Deux ans après Inferno, Argento change radicalement de cap et quitte le baroque vénéneux de la Trilogie des Enfers – l’échec commercial d’Inferno n’y étant sans doute pas étranger – pour installer le giallo dans les années 1980. Exit donc l’esthétique de la décennie précédente : place à la froideur métallique, à la mécanique clinique. Peut-être le réalisateur a‑t-il trop bien su traduire l’âme de son époque : aujourd’hui dépassé et à la limite du ringard, Ténèbres n’a pas bien vécu les ravages du temps.
Peter Neal est un auteur à succès, créateur d’une longue série de polars très populaires. À son arrivée en Italie, pour la promotion de son dernier livre, une série de crimes inspirés de celui-ci touche la ville, sans rime ni raison. Reste à la police à découvrir le coupable avant qu’il ne fasse d’autres victimes… Étrange objet bâtard que ce Ténèbres : Dario Argento semble avoir voulu mettre derrière lui à la fois les frasques grandiloquentes de Suspiria et Inferno, autant que le baroque inhérent à ses premiers gialli : l’Oiseau au plumage de cristal, le Chat à neuf queues… Ce nouveau film semble vouloir prendre le virage de la rigueur narrative, s’intéresser aux aspects psychologiques de son intrigue : en deux mots, créer un giallo avec l’esprit d’un profiler, pénétrer dans l’esprit du tueur. En cela, Ténèbres est pourvu d’inventivité, et d’une certaine audace. Malheureusement, les intentions ne font pas tout.

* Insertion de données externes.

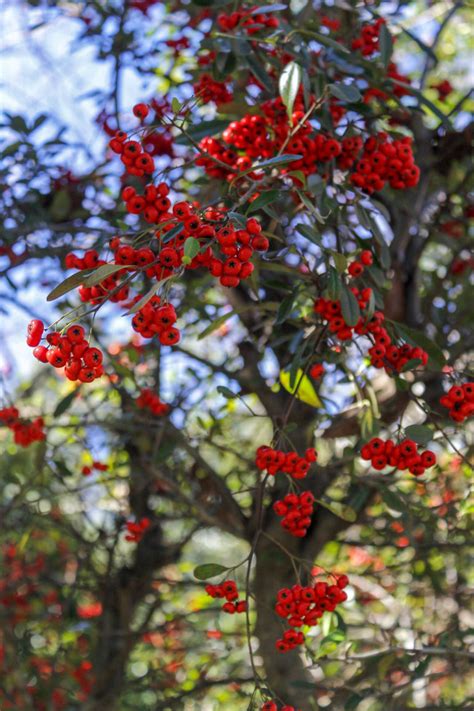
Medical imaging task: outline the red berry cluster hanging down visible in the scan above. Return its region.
[314,294,428,374]
[205,580,247,615]
[0,407,46,447]
[350,133,420,194]
[135,388,170,417]
[109,128,155,178]
[351,17,386,57]
[275,575,349,652]
[196,97,419,194]
[217,6,279,35]
[26,319,104,383]
[440,383,474,422]
[273,491,314,538]
[132,296,180,346]
[347,249,374,279]
[360,437,436,476]
[255,445,318,479]
[125,518,151,543]
[194,72,233,106]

Dans le documentaire d’une demi-heure proposé en bonus, Dario Argento confie son amour pour Ténèbres, un film dont il apprécie les intentions avant de voir l’exécution. Las ! Autant les deux autres films de cette sortie DVD consacrée au réalisateur concerne des films ayant su à la fois parler de leur époque et s’en extraire (Suspiria et Inferno), autant Ténèbres porte les stigmates de son appartenance aux années 1980. Truffé de bonnes idées – l’approche « profiler » de l’assassin, mais également une science de la mise en scène des décors, du travail des lignes de structure, d’une peinture d’une Rome fantomatique… – le film marque cependant par la gratuité extrême de certains aspects. Ainsi, deux femmes, futures victimes, sont montrées comme lesbiennes en couple dans une scène qui semble tout devoir à un porno complaisant et caricatural, tandis que les thèmes récurrents du giallo – l’omniprésence d’armes blanches de toutes sortes, notamment ; les références hélas hors de propos à Sir Arthur Conan Doyle – tournent à la caricature dans la dernière partie du film.
Après le foisonnement chaotique et baroque de la trilogie des enfers, Argento semble vouloir, avec Ténèbres, revenir à son genre de prédilection – et donne l’image d’un auteur peut-être un peu dépassé par l’aspect commercial de son cinéma, et ne parvenant pas à dépêtrer de bonnes idées de cinéma des impératifs commerciaux de l’époque. Aussi froid et clinique que ses deux prédécesseurs sont dans l’outrance visuelle, Ténèbres témoigne donc d’un savoir-faire indéniable, mais auquel, peut-être, manquent la passion et la folie qui semblaient animer jusque-là le cinéaste.